After giving her some time to cool off, I peeked in her room, only to find her angrily packing her every belonging into a large suitcase. I didn’t know whether to be concerned for the palpable anger emanating from her nine-year-old body (let’s just say that if looks could kill, I’d be worried) – or to be amused. Doesn’t every kid want to run away at one point?
As an adult, I know that she won’t go anywhere, so it is amusing. BUT – as I put myself into her young shoes, my perspective changes.
I recall running away once – and while I don’t remember what triggered the decision, when I revisit that particular memory, I can still feel the anger and frustration that I felt as a young child. If I recall correctly, I ran down the street and sat on the curb. I could see our house (Did I bring a bag of food, maybe? Or other prized belongings? I think I must have.) As I sat there on the curb, I wondered how much I would be missed.
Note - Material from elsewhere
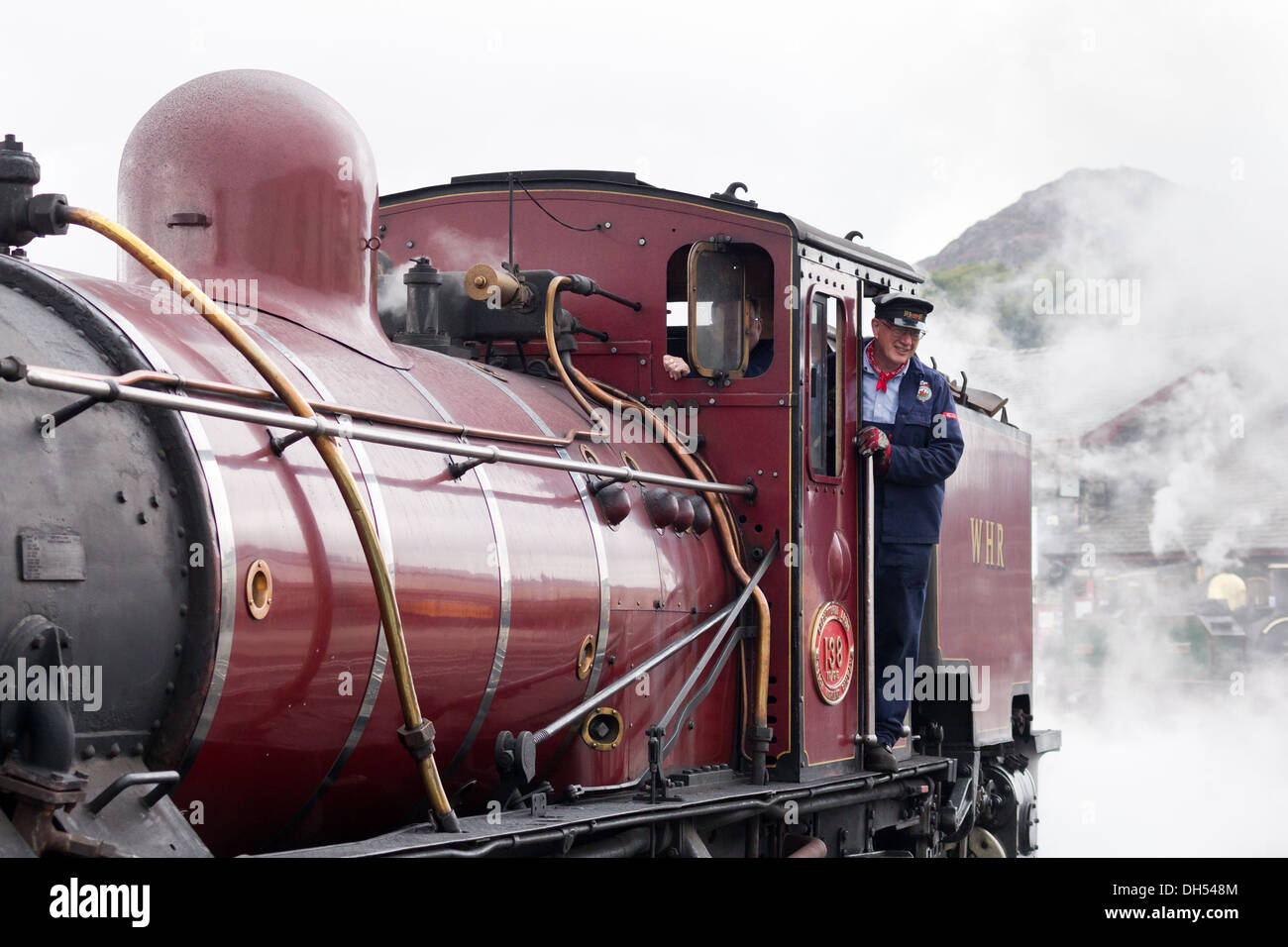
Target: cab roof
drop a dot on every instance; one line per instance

And in that moment, life was hard.
In this instance, I told Audra that I would be heart broken if I didn’t get to see her every day, but that I understood that she was angry. (Dean later asked her where she was going to go – to which she replied: the backyard.) However, I also pointed out that the trigger for her anger was that she didn’t like the consequences I had given her for her earlier behaviour. I suggested that she determine if there was another way to deal with her emotions, and said I was going to give her some time to cool off.
A little while later, Ethan came down at her request, delivering a note:
(She calls me Molly, amongst other nicknames)
As the morning played out, she had one last emotional outburst, when I told her that our morning outing wouldn’t be happening. Much as I wanted to go out – how could I reward her behaviour? I think it’s one of the challenges of being of mom: sometimes we suffer the consequences, too.
“Can’t we just begin the day over?” she implored. “Yes” I said, “But the consequences will still apply: We won’t be going out this morning.” “Can’t I have a second chance?” she asked. “Of course,” I said, “Maybe by this afternoon things can change.”
Now, a few hours later, all is once again quiet in our home. The kids are playing upstairs, and the sun is still shining outside. I feel a little antsy to get out, but my original plans were simply not to be. And while Audra’s suitcase is still packed, she seems to have come to terms with the morning and is back to being her usual self.
Maybe we’ll have another chat once she decides to unpack her things. Maybe the whole day will have a second chance.